- Poster
- Directed by: Casey Tebo
- Written by: Casey Tebo
- Produced by: Sean McKittrick
- Starring: Matt Bush Vanessa Lengies Erik Palladino Britne Oldford Steven Tyler Matthew Willig Robert Miano
- Cinematography: Terry Hayes
- Edited by: Evan Schiff
- Music by: Robert DeLeo
- Production company: Darko Entertainment
- Distributed by: Orion Pictures Momentum Pictures
- Release date: September 9, 2016;
- Running time: 90 minutes
- Country: United States
- Language: English
- Budget: $500,000

= Happy Birthday (2016 American film) =

Happy Birthday is a 2016 American dark comedy horror-thriller film written and directed by Casey Tebo. The film stars Matt Bush and Riley Litman as two friends that travel to Mexico and end up getting kidnapped. Happy Birthday also stars Steven Tyler of Aerosmith as a shaman.

== Plot ==

Brady and Tommy have decided to travel to Mexico in search of drinks and debauchery to celebrate Brady's birthday and to help him get over his girlfriend's infidelity.

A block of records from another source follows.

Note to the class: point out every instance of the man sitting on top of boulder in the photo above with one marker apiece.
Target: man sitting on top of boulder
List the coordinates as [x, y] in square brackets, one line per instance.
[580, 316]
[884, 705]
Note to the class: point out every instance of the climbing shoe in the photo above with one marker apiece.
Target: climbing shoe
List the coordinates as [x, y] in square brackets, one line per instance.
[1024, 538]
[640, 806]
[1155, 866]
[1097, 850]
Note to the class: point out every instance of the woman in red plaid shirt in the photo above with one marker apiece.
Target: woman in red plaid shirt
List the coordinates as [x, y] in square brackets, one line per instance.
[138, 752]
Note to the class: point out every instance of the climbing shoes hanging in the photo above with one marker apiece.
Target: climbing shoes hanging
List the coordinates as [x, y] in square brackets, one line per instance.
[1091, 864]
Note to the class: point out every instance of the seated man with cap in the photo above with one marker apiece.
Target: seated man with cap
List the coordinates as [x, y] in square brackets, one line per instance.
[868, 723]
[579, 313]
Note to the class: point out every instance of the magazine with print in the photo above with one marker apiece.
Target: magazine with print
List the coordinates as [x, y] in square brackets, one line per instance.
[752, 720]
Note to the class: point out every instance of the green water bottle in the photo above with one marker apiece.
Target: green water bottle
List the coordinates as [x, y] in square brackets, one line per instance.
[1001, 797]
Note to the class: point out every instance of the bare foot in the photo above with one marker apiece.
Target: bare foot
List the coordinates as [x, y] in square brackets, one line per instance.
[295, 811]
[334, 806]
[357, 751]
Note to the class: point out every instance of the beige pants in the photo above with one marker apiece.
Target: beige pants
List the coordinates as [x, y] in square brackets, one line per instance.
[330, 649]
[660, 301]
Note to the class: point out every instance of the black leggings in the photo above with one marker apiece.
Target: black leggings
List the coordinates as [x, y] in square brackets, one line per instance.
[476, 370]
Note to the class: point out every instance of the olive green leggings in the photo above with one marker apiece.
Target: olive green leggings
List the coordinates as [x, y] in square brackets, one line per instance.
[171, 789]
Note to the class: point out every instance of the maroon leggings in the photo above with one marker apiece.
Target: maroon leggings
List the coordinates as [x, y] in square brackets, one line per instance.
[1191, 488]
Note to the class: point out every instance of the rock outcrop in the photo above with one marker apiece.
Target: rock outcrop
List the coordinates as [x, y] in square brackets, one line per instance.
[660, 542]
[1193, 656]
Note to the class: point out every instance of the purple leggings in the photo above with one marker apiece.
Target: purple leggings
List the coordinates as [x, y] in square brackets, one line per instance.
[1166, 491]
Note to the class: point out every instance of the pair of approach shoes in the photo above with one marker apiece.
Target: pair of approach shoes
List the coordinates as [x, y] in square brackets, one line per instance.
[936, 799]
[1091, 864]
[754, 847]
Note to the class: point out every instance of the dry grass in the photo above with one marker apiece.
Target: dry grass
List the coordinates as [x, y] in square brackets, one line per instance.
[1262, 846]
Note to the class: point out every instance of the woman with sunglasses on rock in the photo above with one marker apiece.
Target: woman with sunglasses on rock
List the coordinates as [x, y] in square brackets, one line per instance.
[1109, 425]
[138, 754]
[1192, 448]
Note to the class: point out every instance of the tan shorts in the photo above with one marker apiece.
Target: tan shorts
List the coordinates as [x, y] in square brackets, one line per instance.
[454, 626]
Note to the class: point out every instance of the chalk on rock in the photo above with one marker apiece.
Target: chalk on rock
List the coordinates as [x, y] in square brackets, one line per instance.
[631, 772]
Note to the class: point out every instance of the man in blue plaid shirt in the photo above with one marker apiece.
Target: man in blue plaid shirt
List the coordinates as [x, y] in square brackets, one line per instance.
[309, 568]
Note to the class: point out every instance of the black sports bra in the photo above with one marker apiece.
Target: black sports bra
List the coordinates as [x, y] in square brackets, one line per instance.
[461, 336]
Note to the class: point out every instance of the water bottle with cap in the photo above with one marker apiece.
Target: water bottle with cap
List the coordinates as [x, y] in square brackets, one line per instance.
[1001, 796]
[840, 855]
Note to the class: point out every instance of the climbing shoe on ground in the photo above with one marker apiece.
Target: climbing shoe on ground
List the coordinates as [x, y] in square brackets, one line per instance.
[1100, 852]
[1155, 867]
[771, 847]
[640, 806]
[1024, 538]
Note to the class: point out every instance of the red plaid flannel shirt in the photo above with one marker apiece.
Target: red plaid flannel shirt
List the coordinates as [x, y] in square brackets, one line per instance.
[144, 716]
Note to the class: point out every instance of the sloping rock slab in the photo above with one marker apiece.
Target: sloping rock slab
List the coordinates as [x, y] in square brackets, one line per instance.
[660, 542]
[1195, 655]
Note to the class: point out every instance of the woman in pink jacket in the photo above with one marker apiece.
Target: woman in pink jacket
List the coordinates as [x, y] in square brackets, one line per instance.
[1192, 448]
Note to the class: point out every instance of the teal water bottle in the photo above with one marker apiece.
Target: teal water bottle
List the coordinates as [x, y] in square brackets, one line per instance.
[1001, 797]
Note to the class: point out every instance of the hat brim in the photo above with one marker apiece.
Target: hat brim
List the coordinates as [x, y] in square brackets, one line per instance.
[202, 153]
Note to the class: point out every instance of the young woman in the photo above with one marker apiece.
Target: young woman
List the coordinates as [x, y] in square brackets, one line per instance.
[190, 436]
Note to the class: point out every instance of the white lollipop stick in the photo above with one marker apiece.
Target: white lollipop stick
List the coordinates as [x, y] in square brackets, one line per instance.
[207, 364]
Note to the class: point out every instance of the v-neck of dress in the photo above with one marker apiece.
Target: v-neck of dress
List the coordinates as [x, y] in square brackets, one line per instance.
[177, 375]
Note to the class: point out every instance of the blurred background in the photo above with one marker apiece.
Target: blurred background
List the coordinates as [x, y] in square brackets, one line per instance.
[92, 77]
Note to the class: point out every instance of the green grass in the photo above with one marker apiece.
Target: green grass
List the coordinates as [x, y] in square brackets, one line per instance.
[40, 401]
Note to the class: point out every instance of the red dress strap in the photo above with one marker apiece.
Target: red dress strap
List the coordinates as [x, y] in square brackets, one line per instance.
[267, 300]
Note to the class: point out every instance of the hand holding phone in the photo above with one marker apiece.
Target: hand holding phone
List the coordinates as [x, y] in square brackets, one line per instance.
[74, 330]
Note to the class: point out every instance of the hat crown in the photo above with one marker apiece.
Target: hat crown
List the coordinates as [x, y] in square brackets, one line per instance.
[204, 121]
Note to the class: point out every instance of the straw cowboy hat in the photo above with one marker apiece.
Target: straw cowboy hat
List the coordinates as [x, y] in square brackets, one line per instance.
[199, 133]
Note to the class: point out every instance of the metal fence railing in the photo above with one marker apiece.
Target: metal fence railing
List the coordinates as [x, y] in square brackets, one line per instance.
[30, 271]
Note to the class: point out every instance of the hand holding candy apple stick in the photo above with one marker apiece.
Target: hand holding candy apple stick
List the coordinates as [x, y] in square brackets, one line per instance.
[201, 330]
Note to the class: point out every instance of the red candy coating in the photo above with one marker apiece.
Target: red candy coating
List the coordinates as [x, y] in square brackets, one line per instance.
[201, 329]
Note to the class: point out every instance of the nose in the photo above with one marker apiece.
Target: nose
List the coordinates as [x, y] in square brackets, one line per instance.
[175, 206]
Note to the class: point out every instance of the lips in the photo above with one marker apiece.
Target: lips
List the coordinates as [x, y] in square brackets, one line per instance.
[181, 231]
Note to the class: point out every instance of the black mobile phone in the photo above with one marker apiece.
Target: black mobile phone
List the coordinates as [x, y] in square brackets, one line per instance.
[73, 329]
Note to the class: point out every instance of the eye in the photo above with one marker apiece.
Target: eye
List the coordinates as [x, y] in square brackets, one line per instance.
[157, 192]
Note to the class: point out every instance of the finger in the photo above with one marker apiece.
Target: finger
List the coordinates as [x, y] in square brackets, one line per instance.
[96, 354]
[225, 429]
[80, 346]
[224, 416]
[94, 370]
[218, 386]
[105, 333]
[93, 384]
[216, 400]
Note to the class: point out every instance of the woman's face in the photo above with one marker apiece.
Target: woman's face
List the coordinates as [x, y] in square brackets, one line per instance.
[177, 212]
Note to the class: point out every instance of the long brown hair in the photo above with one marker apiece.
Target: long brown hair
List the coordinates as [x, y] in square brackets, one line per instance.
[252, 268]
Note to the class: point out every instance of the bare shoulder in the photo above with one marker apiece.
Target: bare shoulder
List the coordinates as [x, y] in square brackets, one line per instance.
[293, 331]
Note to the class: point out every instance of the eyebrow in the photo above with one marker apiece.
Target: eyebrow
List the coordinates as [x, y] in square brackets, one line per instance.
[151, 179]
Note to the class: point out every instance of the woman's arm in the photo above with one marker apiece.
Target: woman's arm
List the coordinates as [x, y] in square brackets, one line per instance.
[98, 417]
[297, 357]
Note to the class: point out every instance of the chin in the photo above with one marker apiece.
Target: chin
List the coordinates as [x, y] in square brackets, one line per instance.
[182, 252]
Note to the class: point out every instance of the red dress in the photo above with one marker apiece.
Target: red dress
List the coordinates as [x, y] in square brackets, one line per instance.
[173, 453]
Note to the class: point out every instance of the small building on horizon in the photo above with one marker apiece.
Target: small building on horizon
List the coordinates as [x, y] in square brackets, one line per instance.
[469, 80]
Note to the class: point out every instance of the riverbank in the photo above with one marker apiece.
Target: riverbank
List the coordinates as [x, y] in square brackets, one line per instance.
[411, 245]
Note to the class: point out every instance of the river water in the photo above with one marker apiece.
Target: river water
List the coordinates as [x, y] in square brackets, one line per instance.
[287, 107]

Their vacation takes a dark turn after they pick up two American women, Katie and Lucia, who trick the two men and kidnap them as part of a scheme by the local drug lords to gain ransom money from their parents.

== Cast ==
- Matt Bush as Brady Baxter
- Riley Litman as Tommy Quinn
- Vanessa Lengies as Katie Elizondo
- Britne Oldford as Lucia Frankie Allen
- Erik Palladino as The Texican
- Matt Willig as El Caballo
- Steven Tyler as Kasape Sukka
- Robert Miano as El Gato Enfermo
- Tristin Mays as Janie
- Jeff Daniel Phillips as Frank Zappa
- Inanna Sarkis as Kasape Suka’s girlfriend

== Reception ==
The Los Angeles Times panned the film overall, writing that "Tebo brings some admirable ambition to this microbudget project" but that "from the overwritten, pop-culture-reference-laden dialogue to the incessant attempts to be shocking, “Happy Birthday” tries way too hard." The Hollywood Reporter also reviewed the movie, stating "A bizarre mixture of black comedy and horror/suspense, Happy Birthday is a juvenile effort that at least has the decency to make its American and Mexican characters look equally bad."

In contrast, the genre website Bloody Disgusting praised the movie and felt that "the sheer originality behind Happy Birthday makes up for most of its cinematic blunders" and that "Tebo’s direction and storytelling skills shine brightly in this flawed but compelling thriller."